A bill giving counties the power to take private property where civil fines have accrued and sell it to clear up the debt has passed the state House and its first Senate committee.
The measure, House Bill 1434, was requested by the City and County of Honolulu, but it will, if passed, apply to all counties. The county councils would first have to pass an ordinance or rules “defining ‘public nuisances’ with respect to each county’s respective circumstances,” the bill states.
“The County of Hawaii has not taken a position on HB 1434,” Executive Assistant Steven Bader, the mayor’s point man on state legislation, said in response to questions Monday. “We will monitor the bill and may decide to weigh in later if it continues to advance.”

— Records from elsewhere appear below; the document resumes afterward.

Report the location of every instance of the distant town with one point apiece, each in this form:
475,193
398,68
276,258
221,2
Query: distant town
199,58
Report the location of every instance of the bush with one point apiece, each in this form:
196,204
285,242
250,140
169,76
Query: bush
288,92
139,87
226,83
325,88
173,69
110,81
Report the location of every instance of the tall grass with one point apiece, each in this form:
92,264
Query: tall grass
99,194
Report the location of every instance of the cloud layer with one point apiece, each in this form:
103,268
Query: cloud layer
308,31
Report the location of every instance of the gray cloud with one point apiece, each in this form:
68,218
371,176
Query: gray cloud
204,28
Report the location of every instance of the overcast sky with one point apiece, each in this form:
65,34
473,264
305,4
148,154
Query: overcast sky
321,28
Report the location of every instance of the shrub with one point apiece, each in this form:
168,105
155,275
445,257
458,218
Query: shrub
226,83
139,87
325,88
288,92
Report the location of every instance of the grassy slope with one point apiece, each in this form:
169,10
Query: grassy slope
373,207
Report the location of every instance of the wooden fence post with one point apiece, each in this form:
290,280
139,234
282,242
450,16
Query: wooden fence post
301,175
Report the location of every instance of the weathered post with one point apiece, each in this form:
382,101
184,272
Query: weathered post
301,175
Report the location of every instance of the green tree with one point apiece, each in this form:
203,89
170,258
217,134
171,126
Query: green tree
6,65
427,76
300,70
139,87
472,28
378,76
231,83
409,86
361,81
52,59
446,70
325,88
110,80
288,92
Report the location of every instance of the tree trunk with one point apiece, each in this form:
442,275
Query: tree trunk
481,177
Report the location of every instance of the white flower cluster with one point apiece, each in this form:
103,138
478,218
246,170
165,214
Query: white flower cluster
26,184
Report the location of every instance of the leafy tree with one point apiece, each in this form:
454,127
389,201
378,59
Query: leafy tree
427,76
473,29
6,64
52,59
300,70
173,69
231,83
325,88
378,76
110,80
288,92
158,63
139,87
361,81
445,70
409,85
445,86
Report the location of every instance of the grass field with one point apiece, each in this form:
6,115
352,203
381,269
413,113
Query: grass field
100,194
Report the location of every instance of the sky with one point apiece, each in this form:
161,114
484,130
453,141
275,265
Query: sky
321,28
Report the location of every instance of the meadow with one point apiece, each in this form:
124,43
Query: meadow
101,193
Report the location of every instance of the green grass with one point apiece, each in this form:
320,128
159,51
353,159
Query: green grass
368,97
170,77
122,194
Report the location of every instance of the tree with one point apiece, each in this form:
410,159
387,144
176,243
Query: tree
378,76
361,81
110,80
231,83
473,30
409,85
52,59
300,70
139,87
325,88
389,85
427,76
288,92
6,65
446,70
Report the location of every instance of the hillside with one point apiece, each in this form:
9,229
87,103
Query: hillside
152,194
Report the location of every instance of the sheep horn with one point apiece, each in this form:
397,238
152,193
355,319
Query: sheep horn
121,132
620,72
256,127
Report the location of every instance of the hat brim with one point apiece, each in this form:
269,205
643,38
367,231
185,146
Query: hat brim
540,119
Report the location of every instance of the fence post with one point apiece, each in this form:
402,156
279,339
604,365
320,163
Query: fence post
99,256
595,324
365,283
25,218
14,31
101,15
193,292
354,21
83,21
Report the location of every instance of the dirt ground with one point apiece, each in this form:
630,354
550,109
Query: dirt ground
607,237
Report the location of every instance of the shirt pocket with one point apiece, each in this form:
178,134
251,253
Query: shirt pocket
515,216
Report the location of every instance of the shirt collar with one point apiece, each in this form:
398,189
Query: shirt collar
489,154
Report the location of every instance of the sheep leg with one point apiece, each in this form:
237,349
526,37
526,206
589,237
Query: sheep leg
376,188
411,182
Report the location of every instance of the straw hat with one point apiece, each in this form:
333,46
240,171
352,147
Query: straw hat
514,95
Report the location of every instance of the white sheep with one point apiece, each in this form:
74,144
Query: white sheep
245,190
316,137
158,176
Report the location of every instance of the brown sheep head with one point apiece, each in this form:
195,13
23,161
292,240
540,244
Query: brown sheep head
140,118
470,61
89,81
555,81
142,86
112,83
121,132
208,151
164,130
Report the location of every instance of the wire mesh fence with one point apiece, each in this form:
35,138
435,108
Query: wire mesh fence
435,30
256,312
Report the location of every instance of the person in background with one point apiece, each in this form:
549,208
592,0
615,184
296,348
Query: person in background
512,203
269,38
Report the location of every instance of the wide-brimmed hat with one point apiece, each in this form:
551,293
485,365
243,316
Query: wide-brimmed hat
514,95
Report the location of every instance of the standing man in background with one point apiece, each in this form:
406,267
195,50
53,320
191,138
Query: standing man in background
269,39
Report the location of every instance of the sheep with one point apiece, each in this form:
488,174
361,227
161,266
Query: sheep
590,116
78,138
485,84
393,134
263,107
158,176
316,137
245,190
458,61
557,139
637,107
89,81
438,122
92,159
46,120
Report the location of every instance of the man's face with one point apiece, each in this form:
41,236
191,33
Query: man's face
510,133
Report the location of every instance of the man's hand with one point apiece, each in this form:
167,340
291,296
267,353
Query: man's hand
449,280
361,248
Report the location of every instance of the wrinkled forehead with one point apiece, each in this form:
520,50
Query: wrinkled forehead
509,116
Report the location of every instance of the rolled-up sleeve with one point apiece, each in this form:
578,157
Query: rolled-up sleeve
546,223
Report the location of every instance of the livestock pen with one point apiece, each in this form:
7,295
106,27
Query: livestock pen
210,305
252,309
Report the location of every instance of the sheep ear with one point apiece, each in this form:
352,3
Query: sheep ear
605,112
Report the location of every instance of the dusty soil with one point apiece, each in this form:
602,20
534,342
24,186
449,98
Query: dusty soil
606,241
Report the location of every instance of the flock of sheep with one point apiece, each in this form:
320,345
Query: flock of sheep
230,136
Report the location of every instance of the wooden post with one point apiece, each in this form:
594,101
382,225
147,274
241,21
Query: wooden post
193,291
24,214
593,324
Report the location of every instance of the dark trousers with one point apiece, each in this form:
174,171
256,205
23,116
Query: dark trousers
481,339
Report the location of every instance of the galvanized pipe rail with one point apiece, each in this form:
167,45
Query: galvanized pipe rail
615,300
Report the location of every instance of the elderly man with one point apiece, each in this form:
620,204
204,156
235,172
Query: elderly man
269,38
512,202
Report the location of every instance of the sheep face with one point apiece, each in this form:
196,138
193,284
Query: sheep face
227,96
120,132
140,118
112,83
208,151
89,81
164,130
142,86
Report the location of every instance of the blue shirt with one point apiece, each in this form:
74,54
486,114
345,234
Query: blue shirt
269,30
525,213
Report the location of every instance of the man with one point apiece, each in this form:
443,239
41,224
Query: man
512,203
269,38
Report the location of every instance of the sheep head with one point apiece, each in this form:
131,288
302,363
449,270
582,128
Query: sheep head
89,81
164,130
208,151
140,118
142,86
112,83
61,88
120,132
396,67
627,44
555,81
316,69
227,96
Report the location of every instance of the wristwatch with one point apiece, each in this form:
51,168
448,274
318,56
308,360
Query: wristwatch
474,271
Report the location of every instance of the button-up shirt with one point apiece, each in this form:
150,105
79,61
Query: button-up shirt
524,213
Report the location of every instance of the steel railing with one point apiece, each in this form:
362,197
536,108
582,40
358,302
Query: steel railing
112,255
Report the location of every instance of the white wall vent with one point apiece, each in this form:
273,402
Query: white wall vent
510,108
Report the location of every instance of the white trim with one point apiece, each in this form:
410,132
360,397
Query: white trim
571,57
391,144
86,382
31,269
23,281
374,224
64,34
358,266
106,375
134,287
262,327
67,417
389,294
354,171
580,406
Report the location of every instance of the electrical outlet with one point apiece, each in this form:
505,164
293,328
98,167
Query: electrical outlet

Hawaii County already has the authority to take property it considers a public nuisance, such as the case in 2020 when it seized a downtown Hilo lot that had become the site of a homeless camp. For most of 2019, the county made increasingly serious demands to the property owners that the unpermitted structures — including makeshift dwellings, a chain-link fence and a concrete foundation — be removed, ultimately leading to the county seizing the lot when the owners refused to do so.
That foreclosure process, however, went through the court, while the measure contemplated by lawmakers would forgo that step. After all notices, orders, and appeal proceedings are exhausted, a county may satisfy all unpaid civil fines through the power of sale on the real property subject to a recorded lien.
“Your Committee finds that by authorizing the counties to collect on liens filed on properties through a non-judicial foreclosure process, this measure provides some leverage over landowners to comply or lose their property,” Rep. Aaron Ling Johanson, an Oahu Democrat and chairman of the House Committee on Consumer Protection and Commerce, said in a Feb. 15 committee report. “If the property owner fails to comply and the property is foreclosed upon, this measure enables the property to be put to productive use, allows liens attached to the property to be satisfied, and stops the accrual of additional debt or taxes on the property.”
Rep. Mark Nakashima, D-Hamakua, North Hilo, South Hilo, chairman of the Judiciary and Hawaiian Affairs Committee, agreed the counties need more authority.
“This measure addresses the need of the counties to bring closure to pending civil fines imposed on property owners who are in violation of county land use and building ordinances,” Nakashima said in his committee report.
There were no opposing testifiers during the House process. Testimony came only in support and only from Honolulu officials and City Council members and seemed to be centered on one particular property there.
But opposing voices began popping up by the time the bill reached the Senate and went through its first committee there on March 15.
“These two bills, (HB 1434 and its Senate companion), whatever the legislative or executive intentions are, can cause irreparable damage to private property rights,” Oahu resident Choon James said in testimony. “Something as drastic and severe as taking of private property must be conducted fairly, accurately, and with due process.”
Sen. Sharon Moriwaki, a Honolulu Democrat and chairwoman of the Government Operations Committee, questioned Honolulu officials about whether the property owner would still have due process rights.
“I think there’s concern that the public may be not having all of the rights for the violations that they can have exhausted, but you claim that of those will be addressed in our procedures,” Moriwaki said.